One Bank Spots The Demographic Trigger That Launched The Money-Printing Endgame

One Bank Spots The Demographic Trigger That Launched The Money-Printing Endgame

Tyler Durden

Tue, 09/15/2020 – 14:35

In our lengthy preamble to Jim Reid’s latest long-term asset return study titled appropriately “the Age of Disorder“, we spared no superlatives in our effusive praise of the Deutsche credit banker, who unlike any of his peers has dared to say publicly that he is a “gold bug“, voicing what so many strategists on Wall Street believe but are terrified to say. And with insights such as the one below, it is virtually assured that Reid will continue to be greeted with a warm welcome among the Austrian libertarian community.

As Reid writes in the context of his Chart of the Day, “regular readers will long be aware that I believe central bank balance sheets are on a seemingly endless march upwards in the years ahead.” We agree with that, and with what he says next, namely that “Covid-19 has just accelerated a trend that was already likely in place.” Still, Covid certainly was a convenient scapegoat for the epic global liquidity eruption which allowed both central banks and politicians to kick the can for a few years with the aid of helicopter money and MMT, both of which are now the norm, flooding the world with so much debt that there is no longer a credible endgame.

Going back to Reid, he next makes an interesting observation, one which fuses debt and demographics trends together into one fatalistic amalgamation that virtually assures the world is doomed:

“one reason is that the developed world has seen a kind of debt pyramid scheme in recent decades that came to an end around the turn of the 2010 decade. Before that there had been a long multi-decade trend of an expanding number of workers in the  population in absolute terms and relative to the old. As such accumulated debt was less of an issue as there was always a bigger group in the demographic chain to pay off the debts of the previous and current generation.”

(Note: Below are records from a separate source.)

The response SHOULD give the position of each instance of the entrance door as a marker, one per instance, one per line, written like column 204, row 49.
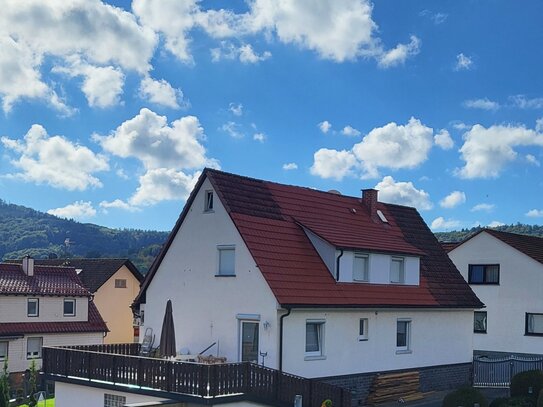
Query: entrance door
column 249, row 341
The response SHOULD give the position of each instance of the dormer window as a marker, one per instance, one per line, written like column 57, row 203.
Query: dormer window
column 397, row 270
column 208, row 205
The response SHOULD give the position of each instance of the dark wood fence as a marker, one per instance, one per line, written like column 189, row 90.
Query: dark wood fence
column 206, row 381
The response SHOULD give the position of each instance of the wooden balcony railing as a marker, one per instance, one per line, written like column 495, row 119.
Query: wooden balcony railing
column 249, row 380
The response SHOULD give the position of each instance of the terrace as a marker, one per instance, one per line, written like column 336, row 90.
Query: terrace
column 119, row 365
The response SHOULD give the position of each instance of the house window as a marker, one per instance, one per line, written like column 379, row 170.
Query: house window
column 33, row 347
column 397, row 271
column 69, row 307
column 208, row 205
column 4, row 346
column 33, row 307
column 120, row 283
column 403, row 335
column 314, row 338
column 534, row 324
column 363, row 329
column 360, row 267
column 227, row 261
column 479, row 322
column 484, row 274
column 112, row 400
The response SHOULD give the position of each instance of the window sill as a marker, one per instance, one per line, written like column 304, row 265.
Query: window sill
column 319, row 357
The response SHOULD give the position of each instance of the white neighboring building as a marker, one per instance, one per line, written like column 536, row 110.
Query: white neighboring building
column 312, row 283
column 505, row 270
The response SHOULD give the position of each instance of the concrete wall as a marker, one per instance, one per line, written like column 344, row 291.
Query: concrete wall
column 206, row 307
column 519, row 292
column 114, row 306
column 437, row 338
column 51, row 309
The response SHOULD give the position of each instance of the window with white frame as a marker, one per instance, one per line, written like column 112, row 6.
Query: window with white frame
column 33, row 307
column 208, row 204
column 361, row 267
column 227, row 261
column 397, row 270
column 33, row 347
column 314, row 338
column 403, row 335
column 363, row 329
column 534, row 324
column 4, row 347
column 69, row 307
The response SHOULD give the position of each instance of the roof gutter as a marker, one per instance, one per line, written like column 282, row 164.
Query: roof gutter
column 281, row 338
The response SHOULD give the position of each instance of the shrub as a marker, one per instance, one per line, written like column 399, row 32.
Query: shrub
column 466, row 397
column 523, row 382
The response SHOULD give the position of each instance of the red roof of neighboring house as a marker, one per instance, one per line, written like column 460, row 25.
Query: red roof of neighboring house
column 269, row 216
column 47, row 280
column 94, row 324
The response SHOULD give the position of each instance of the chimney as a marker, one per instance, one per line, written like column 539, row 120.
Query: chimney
column 28, row 266
column 369, row 199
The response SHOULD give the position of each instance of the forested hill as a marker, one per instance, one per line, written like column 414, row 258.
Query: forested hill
column 459, row 235
column 25, row 231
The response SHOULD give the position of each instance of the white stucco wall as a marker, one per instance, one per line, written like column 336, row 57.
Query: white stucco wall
column 205, row 307
column 520, row 291
column 437, row 338
column 51, row 309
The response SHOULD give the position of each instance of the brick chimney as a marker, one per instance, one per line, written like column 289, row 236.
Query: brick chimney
column 28, row 266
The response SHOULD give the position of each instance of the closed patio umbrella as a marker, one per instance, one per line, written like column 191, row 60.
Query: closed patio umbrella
column 167, row 336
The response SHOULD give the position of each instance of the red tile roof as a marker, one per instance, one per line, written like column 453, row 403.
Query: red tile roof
column 268, row 216
column 94, row 324
column 47, row 280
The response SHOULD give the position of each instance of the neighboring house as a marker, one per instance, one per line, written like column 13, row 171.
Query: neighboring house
column 312, row 283
column 43, row 306
column 505, row 270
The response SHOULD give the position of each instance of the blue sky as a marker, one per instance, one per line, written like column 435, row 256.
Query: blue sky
column 110, row 110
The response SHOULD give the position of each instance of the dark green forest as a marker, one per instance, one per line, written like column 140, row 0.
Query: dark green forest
column 25, row 231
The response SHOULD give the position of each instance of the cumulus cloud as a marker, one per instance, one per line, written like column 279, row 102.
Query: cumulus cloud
column 463, row 63
column 443, row 140
column 55, row 160
column 403, row 193
column 290, row 166
column 486, row 151
column 455, row 198
column 160, row 92
column 484, row 104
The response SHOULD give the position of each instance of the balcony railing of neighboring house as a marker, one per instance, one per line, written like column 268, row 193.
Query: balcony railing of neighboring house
column 199, row 383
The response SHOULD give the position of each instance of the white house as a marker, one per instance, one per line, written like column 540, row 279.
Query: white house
column 505, row 270
column 43, row 306
column 312, row 283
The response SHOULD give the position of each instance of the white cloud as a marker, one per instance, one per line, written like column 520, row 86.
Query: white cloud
column 399, row 54
column 290, row 166
column 350, row 131
column 78, row 210
column 443, row 140
column 403, row 193
column 484, row 104
column 455, row 198
column 441, row 223
column 150, row 139
column 161, row 184
column 333, row 164
column 162, row 93
column 236, row 109
column 487, row 151
column 483, row 207
column 535, row 213
column 55, row 160
column 325, row 126
column 463, row 63
column 232, row 129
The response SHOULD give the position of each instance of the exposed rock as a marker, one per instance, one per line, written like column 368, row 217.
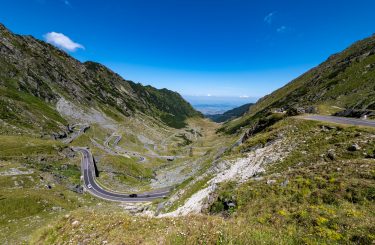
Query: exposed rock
column 331, row 154
column 354, row 147
column 284, row 183
column 75, row 223
column 271, row 182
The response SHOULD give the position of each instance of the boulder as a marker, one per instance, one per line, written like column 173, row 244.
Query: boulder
column 271, row 182
column 354, row 147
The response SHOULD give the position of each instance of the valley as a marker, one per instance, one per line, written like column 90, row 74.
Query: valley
column 87, row 157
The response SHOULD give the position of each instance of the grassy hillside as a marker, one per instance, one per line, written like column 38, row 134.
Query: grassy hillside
column 34, row 76
column 344, row 80
column 321, row 193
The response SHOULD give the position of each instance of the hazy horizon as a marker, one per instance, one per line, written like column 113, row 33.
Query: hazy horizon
column 215, row 48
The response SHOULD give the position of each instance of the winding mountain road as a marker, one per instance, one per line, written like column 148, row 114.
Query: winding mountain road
column 88, row 170
column 341, row 120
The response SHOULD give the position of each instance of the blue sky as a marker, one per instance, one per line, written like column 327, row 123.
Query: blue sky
column 198, row 47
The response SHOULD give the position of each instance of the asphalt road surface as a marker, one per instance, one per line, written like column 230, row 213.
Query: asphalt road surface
column 88, row 171
column 341, row 120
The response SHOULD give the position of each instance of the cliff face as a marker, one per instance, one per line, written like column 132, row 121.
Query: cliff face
column 31, row 69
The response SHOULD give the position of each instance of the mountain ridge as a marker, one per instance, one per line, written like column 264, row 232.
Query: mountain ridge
column 345, row 80
column 36, row 68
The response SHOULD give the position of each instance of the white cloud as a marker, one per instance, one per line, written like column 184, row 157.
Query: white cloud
column 61, row 41
column 269, row 17
column 282, row 29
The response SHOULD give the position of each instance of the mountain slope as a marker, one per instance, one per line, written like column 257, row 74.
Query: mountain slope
column 231, row 114
column 344, row 80
column 35, row 76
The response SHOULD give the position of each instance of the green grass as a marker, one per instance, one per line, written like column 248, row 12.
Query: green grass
column 25, row 110
column 17, row 146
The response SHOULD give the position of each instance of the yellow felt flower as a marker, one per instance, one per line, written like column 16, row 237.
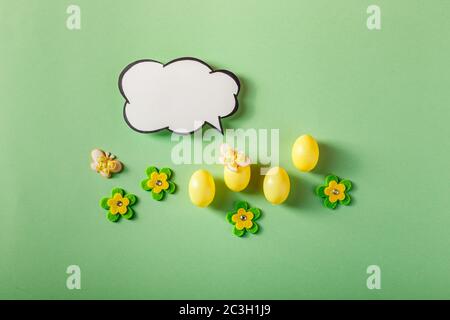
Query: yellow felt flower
column 243, row 219
column 118, row 204
column 335, row 191
column 158, row 182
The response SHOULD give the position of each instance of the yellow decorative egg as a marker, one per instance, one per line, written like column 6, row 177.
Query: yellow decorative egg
column 201, row 188
column 237, row 180
column 276, row 185
column 305, row 153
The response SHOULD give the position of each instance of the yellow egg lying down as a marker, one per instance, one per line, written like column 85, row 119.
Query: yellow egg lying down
column 305, row 153
column 201, row 188
column 276, row 185
column 237, row 181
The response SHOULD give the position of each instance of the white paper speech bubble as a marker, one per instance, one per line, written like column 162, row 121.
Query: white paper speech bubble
column 180, row 95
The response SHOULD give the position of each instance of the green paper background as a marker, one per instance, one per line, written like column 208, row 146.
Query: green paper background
column 377, row 101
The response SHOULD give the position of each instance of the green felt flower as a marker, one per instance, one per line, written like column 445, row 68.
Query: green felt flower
column 157, row 182
column 335, row 191
column 119, row 204
column 243, row 218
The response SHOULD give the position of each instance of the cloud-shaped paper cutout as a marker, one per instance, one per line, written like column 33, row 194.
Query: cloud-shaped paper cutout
column 180, row 95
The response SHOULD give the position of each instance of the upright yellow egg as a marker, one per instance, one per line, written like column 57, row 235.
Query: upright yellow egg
column 305, row 153
column 276, row 185
column 237, row 180
column 201, row 188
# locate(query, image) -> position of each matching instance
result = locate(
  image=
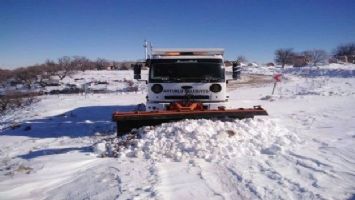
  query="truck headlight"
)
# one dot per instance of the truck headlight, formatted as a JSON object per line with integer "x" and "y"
{"x": 215, "y": 88}
{"x": 157, "y": 88}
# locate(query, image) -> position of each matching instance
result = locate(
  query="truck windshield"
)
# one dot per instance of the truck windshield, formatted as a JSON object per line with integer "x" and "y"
{"x": 186, "y": 71}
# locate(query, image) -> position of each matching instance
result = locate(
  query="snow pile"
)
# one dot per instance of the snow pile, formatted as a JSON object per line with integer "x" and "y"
{"x": 209, "y": 140}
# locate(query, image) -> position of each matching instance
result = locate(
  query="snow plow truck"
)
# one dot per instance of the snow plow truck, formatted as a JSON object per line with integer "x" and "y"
{"x": 182, "y": 84}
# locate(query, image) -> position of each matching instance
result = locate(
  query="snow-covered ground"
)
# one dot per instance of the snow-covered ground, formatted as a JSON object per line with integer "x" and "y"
{"x": 65, "y": 147}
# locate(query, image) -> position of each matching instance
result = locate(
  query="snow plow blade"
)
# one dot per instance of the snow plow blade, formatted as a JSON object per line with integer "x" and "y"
{"x": 126, "y": 121}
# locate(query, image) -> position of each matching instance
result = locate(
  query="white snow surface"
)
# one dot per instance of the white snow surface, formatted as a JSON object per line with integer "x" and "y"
{"x": 64, "y": 146}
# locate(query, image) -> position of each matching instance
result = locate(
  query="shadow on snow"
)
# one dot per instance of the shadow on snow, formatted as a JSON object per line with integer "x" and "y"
{"x": 83, "y": 121}
{"x": 46, "y": 152}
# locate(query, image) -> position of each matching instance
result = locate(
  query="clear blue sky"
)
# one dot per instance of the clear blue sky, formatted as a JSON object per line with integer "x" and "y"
{"x": 32, "y": 31}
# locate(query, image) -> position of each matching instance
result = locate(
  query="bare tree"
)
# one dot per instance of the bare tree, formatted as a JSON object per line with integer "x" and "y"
{"x": 4, "y": 75}
{"x": 345, "y": 50}
{"x": 26, "y": 76}
{"x": 316, "y": 56}
{"x": 284, "y": 56}
{"x": 102, "y": 64}
{"x": 82, "y": 63}
{"x": 64, "y": 67}
{"x": 241, "y": 59}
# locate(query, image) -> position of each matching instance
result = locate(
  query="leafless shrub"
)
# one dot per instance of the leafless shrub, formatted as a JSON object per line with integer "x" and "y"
{"x": 242, "y": 59}
{"x": 284, "y": 56}
{"x": 64, "y": 67}
{"x": 4, "y": 76}
{"x": 102, "y": 64}
{"x": 14, "y": 100}
{"x": 316, "y": 56}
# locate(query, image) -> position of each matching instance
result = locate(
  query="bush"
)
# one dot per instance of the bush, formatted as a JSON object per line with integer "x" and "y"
{"x": 16, "y": 100}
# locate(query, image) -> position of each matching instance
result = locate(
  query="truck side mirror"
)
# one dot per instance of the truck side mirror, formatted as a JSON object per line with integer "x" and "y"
{"x": 137, "y": 68}
{"x": 236, "y": 71}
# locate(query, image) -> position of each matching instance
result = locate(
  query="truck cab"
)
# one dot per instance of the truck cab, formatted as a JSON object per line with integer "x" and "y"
{"x": 186, "y": 75}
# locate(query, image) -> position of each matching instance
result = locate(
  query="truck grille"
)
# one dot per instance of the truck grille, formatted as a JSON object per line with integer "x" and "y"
{"x": 191, "y": 97}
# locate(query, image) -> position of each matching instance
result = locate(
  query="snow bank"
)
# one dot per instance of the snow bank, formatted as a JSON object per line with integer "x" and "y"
{"x": 206, "y": 139}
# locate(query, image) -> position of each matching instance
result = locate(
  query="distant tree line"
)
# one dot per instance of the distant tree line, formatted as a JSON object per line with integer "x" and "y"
{"x": 286, "y": 56}
{"x": 63, "y": 67}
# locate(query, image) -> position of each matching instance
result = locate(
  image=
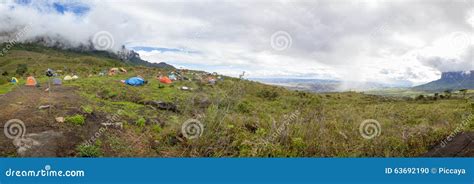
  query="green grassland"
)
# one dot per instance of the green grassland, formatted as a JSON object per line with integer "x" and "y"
{"x": 243, "y": 118}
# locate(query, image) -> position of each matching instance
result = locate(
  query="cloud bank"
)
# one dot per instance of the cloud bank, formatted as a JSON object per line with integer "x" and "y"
{"x": 395, "y": 42}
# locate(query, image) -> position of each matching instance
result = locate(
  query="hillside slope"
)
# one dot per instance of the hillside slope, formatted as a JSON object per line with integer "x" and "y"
{"x": 238, "y": 118}
{"x": 450, "y": 81}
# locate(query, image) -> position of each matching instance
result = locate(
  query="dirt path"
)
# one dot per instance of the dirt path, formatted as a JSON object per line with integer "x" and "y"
{"x": 461, "y": 145}
{"x": 51, "y": 139}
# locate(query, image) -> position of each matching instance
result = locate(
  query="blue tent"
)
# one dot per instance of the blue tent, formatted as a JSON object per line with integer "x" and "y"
{"x": 135, "y": 81}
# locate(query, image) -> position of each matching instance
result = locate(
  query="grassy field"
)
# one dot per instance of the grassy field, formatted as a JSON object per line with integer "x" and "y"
{"x": 241, "y": 118}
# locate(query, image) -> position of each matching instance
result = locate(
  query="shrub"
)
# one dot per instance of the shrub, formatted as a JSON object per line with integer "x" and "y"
{"x": 87, "y": 109}
{"x": 244, "y": 107}
{"x": 268, "y": 94}
{"x": 76, "y": 119}
{"x": 156, "y": 128}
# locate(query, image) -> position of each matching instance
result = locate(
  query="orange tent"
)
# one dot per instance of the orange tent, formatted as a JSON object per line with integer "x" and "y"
{"x": 165, "y": 80}
{"x": 30, "y": 81}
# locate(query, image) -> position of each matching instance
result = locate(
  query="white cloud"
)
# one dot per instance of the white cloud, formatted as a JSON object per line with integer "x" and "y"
{"x": 377, "y": 41}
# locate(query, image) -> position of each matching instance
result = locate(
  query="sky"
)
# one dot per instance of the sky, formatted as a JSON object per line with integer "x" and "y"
{"x": 392, "y": 42}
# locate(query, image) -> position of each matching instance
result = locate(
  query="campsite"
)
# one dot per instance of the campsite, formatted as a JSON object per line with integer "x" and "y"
{"x": 80, "y": 112}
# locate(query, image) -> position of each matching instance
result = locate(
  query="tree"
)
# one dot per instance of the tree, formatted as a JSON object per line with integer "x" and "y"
{"x": 21, "y": 69}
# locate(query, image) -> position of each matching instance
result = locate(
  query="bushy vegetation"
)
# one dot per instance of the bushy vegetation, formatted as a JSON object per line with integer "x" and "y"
{"x": 242, "y": 118}
{"x": 85, "y": 150}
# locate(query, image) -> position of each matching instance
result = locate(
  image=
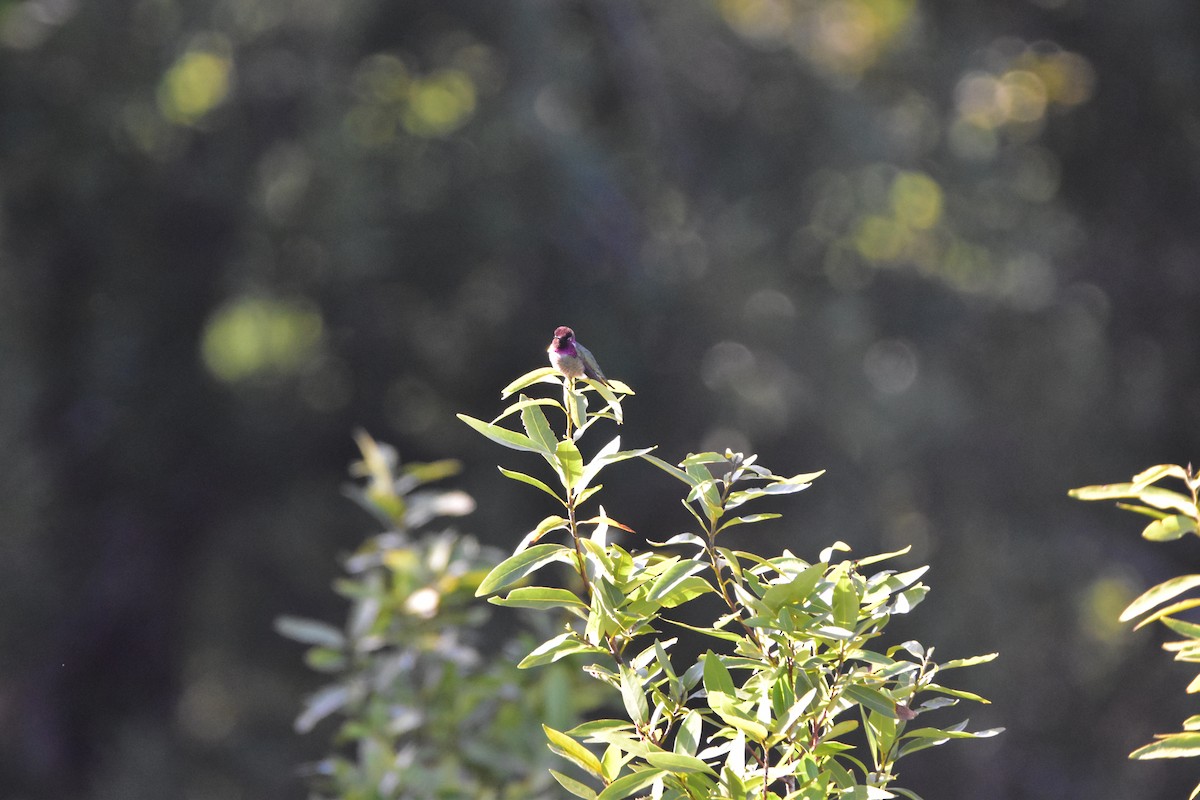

However as he shows in the chart below, since 2010, “this demographic trend reversed and as such the pyramid has a problem.”

This means that unless the authorities are prepared to allow debt to default (they are not as that would mean the entire global equity tranche is also worthless), or make major increases to retirement ages (especially unlikely), then “they need to continue to plug the gap by printing money and allowing debt to look more sustainable than it would in a free market.

As Reid concludes, in a world where central banks can’t print babies but can certainly, “it’s a case of printing money to keep the ever increasing debt alive rather than making enough babies in the previous generation to pass on the burden.

To this all we can add is that while the Fed mercifully can’t print babies, it certainly can paradrop money to Americans to motivate them to have babies. In fact, alongside freshly printed monetary reparations to “disadvantaged” minorities in the US, we are confident that this will be one of the Fed’s final “endgame” options before it all comes unglued.